Take 2: Historic Sites in More of This Year's Best Films
In an earlier post, we highlighted historic sites that play a role in this year's top Oscar-nominated flicks, but the past year also saw great films that received less attention from the Academy, or were not even nominated for any awards at all.
Below, we shine the spotlight on the historic sites that make an appearance in these under-appreciated works that nonetheless deserve recognition.
Nominated for: Actor in a Supporting Role
A spin-off of the four-decade-long Rocky series, Creed tells the story of an aspiring boxer who becomes a student of Rocky Balboa, a friend of his late father. Like Rocky, Creed features iconic shots of the hero running through Philadelphia’s 9th Street Italian Market.

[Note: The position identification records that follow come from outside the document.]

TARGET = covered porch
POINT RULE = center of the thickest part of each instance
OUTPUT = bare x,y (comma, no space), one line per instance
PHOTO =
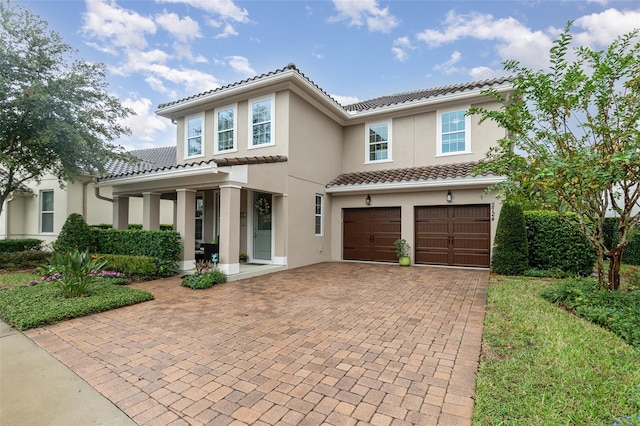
238,206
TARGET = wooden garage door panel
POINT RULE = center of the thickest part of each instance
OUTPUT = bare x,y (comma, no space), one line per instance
453,235
369,233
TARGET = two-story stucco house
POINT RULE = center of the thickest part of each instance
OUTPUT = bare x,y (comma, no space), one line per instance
274,167
40,209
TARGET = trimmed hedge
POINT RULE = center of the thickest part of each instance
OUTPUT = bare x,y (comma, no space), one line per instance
510,249
22,244
558,243
143,267
631,255
164,246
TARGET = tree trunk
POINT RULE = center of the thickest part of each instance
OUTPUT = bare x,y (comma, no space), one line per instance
615,260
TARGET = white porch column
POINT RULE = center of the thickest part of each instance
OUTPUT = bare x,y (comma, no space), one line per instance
151,211
120,212
280,210
229,229
186,226
209,217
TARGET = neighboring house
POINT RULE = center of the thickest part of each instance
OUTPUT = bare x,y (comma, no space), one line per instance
40,210
274,167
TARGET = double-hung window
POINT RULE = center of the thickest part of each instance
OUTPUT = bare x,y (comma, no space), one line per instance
225,124
378,142
453,132
46,211
318,215
194,136
261,122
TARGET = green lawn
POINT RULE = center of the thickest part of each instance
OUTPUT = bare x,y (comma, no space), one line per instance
26,306
542,365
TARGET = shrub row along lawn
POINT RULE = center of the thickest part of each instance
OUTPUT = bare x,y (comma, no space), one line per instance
26,306
543,365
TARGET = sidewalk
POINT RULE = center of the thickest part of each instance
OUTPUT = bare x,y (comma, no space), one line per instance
37,389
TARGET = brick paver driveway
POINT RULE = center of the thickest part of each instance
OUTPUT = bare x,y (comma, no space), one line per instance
333,343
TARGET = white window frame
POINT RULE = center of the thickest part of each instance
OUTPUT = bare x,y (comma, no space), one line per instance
186,136
271,121
467,132
234,129
47,212
367,142
318,215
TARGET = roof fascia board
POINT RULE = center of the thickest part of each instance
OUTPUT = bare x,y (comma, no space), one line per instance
180,171
450,97
484,181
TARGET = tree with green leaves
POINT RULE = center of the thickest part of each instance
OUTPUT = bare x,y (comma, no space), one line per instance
573,139
56,115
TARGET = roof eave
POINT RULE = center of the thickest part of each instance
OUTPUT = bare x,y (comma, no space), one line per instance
447,97
468,181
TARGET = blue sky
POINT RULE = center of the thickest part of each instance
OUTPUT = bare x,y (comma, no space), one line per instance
162,50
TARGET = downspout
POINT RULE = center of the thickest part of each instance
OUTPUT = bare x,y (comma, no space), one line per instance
102,197
7,231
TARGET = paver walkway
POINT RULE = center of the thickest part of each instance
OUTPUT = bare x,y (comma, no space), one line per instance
333,343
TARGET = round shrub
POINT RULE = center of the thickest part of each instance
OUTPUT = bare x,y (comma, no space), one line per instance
75,235
510,249
206,280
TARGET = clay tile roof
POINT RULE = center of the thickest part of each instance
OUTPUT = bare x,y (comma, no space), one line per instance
411,174
401,98
159,159
237,161
289,67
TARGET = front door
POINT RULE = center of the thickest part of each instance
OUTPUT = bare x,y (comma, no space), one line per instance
262,215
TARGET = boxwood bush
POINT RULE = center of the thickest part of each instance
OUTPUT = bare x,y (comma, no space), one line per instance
142,267
20,244
164,246
557,243
510,249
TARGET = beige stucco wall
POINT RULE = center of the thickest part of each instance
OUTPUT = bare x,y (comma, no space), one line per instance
76,197
414,140
407,201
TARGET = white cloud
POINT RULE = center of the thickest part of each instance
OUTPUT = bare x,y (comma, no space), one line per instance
183,30
448,67
115,26
228,31
485,73
514,40
240,64
226,9
365,11
145,125
400,47
600,29
345,100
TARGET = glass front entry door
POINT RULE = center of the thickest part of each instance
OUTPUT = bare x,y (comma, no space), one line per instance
262,215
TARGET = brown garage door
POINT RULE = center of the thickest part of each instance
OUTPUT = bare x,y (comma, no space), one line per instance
453,235
368,234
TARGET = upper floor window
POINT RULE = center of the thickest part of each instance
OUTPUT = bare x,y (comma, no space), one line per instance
261,122
378,142
453,132
318,215
225,123
46,211
195,131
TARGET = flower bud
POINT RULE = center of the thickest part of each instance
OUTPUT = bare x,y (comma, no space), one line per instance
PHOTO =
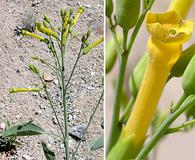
127,12
180,66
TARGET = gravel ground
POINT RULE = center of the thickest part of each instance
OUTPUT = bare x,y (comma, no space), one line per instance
86,86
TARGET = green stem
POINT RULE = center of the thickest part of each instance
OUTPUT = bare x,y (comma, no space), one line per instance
116,128
52,106
75,64
182,126
190,100
138,25
88,124
114,35
125,36
127,111
63,92
64,103
179,103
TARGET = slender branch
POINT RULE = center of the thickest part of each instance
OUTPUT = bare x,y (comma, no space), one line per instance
138,25
75,64
116,127
190,100
180,127
64,103
88,124
52,106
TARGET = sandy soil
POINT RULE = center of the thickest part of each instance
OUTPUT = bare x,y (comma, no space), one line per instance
86,86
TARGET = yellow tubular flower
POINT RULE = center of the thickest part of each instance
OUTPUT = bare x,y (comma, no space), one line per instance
182,7
80,11
46,31
168,33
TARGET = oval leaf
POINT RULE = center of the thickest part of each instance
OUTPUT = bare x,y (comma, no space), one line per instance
50,155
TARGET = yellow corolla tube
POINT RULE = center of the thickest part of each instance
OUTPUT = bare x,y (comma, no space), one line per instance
182,7
168,32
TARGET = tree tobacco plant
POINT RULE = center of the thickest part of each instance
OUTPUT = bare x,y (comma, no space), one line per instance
58,39
163,60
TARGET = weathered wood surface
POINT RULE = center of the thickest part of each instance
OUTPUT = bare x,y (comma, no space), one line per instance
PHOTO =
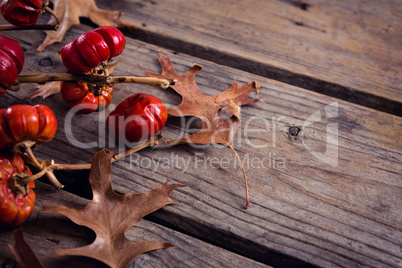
303,212
346,49
47,232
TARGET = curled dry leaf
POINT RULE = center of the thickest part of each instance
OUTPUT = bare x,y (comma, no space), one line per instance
69,13
110,215
215,129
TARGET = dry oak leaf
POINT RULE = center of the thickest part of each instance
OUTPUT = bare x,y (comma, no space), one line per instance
215,128
69,12
109,215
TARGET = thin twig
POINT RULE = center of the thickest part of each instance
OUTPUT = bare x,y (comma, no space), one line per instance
244,174
95,79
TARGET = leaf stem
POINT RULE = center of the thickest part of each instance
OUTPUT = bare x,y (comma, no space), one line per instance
47,167
95,79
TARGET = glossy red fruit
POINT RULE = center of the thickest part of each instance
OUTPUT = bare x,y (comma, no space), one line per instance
137,118
21,12
90,49
115,40
25,122
89,97
14,209
11,62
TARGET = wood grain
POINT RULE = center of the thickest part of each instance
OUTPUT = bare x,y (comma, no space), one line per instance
304,212
346,49
47,232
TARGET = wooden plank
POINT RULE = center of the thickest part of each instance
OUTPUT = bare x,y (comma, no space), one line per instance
346,49
304,211
47,232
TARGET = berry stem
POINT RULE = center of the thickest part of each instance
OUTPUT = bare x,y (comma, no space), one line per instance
47,167
94,79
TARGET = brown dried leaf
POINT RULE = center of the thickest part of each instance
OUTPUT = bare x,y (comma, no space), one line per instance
24,254
215,129
110,215
45,90
69,13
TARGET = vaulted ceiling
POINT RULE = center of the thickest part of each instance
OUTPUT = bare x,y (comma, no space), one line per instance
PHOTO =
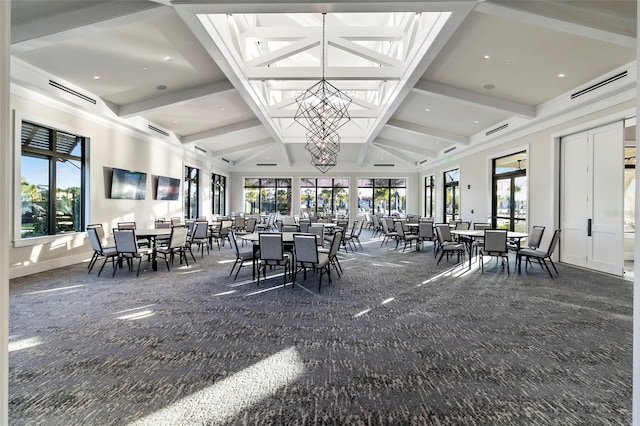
425,77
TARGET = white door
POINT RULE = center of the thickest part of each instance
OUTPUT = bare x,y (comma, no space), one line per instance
591,208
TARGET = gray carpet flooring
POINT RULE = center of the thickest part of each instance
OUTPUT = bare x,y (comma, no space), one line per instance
397,340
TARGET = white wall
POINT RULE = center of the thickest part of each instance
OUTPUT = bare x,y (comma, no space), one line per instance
109,146
236,188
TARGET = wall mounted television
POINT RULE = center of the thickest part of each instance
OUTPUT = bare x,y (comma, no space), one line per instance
127,184
168,188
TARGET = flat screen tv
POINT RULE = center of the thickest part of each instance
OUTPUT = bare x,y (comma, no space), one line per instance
168,188
127,184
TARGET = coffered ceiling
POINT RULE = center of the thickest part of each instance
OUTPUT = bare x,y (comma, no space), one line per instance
425,77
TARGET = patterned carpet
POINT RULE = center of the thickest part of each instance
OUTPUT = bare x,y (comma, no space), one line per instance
398,340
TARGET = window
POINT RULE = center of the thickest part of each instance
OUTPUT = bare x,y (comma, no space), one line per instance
218,189
452,195
191,192
429,196
324,196
509,206
52,181
386,196
269,195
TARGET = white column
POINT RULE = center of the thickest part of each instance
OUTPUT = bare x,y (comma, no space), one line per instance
5,210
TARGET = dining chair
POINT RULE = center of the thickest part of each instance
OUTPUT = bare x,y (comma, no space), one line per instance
99,251
242,257
308,256
446,245
495,244
541,255
272,254
128,249
177,243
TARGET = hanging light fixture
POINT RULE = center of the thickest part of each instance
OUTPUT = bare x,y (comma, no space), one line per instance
322,110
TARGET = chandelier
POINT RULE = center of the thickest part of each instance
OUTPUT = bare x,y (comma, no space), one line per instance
322,110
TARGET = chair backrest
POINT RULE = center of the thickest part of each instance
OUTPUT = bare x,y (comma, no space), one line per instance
306,249
271,247
199,231
251,224
481,226
335,244
495,240
234,243
125,240
443,233
554,242
178,236
463,226
425,230
535,237
94,239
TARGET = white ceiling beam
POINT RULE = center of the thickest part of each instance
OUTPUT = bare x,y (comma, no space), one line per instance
243,147
393,152
255,153
219,131
405,147
428,131
82,22
175,98
474,99
561,25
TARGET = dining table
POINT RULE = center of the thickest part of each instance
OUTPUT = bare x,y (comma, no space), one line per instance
467,237
153,235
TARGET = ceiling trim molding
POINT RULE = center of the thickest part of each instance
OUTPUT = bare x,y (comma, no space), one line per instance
428,131
219,131
175,98
475,99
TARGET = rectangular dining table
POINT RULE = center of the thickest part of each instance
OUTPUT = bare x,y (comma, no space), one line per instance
468,236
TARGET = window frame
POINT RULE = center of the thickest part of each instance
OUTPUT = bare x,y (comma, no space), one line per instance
53,158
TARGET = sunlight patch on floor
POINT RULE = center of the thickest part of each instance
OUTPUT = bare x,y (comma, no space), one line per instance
220,402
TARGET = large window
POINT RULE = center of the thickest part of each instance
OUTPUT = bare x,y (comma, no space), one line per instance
383,196
452,195
509,209
219,191
191,192
429,196
324,196
52,184
269,195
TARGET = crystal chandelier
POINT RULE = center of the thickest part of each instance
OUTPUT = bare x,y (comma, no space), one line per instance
322,110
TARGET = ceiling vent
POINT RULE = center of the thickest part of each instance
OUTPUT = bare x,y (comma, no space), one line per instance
71,92
599,85
155,129
497,129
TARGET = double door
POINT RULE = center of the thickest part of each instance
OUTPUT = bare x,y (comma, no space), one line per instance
591,198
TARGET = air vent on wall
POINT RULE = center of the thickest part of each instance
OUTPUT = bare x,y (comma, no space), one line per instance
599,85
497,129
71,92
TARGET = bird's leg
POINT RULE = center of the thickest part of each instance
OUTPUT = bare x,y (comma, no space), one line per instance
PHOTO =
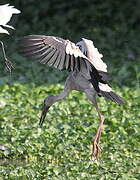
50,100
96,149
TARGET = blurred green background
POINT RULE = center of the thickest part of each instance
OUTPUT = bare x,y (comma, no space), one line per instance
61,148
112,25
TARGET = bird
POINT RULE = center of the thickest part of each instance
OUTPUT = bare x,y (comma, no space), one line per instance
87,73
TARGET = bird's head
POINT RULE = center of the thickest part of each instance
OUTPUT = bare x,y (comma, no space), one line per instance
84,45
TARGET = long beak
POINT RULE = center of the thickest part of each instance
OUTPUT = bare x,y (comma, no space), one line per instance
43,114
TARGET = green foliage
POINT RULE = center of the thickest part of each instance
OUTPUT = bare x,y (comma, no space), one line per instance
61,148
112,25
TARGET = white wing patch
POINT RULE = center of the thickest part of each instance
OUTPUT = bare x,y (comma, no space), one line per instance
94,55
105,87
72,49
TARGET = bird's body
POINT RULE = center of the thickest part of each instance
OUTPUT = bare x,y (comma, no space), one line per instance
88,73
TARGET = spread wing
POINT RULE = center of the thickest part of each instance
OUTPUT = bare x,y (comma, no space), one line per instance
57,52
60,53
63,54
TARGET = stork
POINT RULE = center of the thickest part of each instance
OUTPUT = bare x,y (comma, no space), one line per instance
87,72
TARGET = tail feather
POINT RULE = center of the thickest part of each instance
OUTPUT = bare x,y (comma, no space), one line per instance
112,96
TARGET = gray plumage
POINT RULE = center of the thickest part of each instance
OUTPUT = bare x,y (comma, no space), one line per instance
88,73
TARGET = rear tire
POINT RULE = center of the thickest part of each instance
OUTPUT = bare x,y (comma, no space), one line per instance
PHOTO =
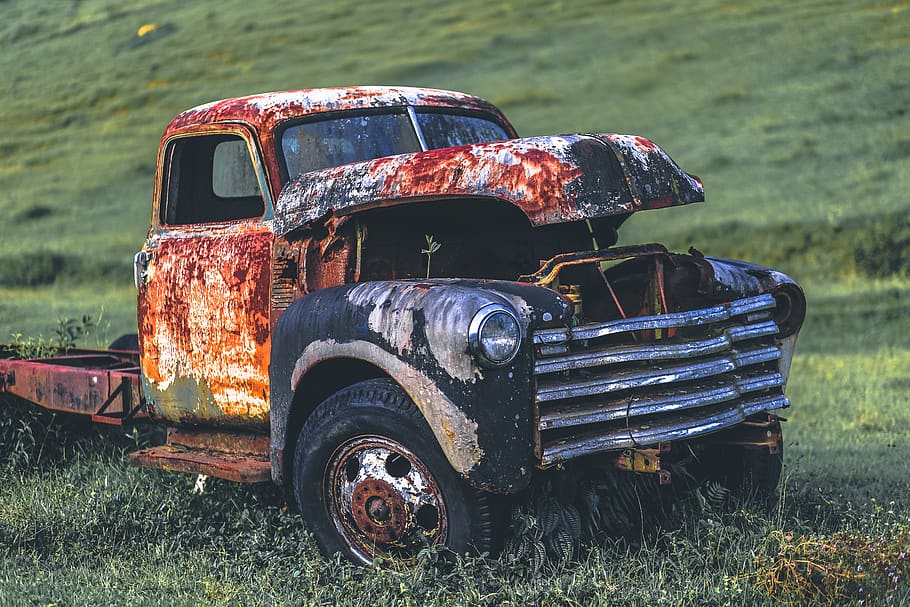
372,482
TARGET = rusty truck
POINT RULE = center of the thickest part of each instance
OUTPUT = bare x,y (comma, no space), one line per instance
385,300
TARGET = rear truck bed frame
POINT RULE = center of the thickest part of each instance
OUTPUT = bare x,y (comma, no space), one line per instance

The market's roots date back to the 1880s, and today, it lays claim to the title of the country's longest continually operating outdoor market.
"Straight Outta Compton"
Nominated for: Writing (Original Screenplay)
Meanwhile, the music biopic Straight Outta Compton chronicles the meteoric rise of N.W.A. from South-Central Los Angeles to hip-hop stardom during the 1980s.
Several of the cultural landmarks shown in the film are now gone, so others stood in for them during filming. Catch One, a recently closed disco, stands in for Dooto’s, the club where Dr. Dre and Ice Cube first performed.
Meanwhile, N.W.A. played their first official concert at Skateland USA, a skating rink and music venue in Compton. Because the structure had deteriorated, a different, but similar-looking one—Glendale’s Moonlight Rollerway—was used in the film.
Finally, in the scene where N.W.A. plays one of its most popular songs in defiance of the police, the Los Angeles Memorial Sports Arena stood in for Detroit's Joe Louis Arena.
"Love & Mercy"
Nominated for: Not nominated.
Another music biopic that features some historic scenery is Love & Mercy, the moving, true story of Brian Wilson, the songwriter, multi-instrumentalist, and vocalist of Beach Boys fame. In the last scene, Brian Wilson is shown performing at the Wilshire Ebell Theatre in Los Angeles. The theater was also used in many other films, such as The Social Network.
Nominated for: Animated Feature Film
Charlie Kaufman’s Anomalisa was a truly groundbreaking production. Neither a children’s film nor a satire, the stop-motion animation feature deals with mature topics like loneliness, insecurity, and mid-life crisis.
In an early scene, the protagonist is in a taxi. Despite his disinterest, the cabbie bores him with detailed descriptions of how wonderful Cincinnati chili is, and how he can’t leave the city without trying it. Indeed, the Ohio metropolis is known for its unique chili.
Though these films may not have been front and center when it comes to Academy Award nominations, the stories they tell, and the historic places they highlight, are certainly worth discovering in more detail.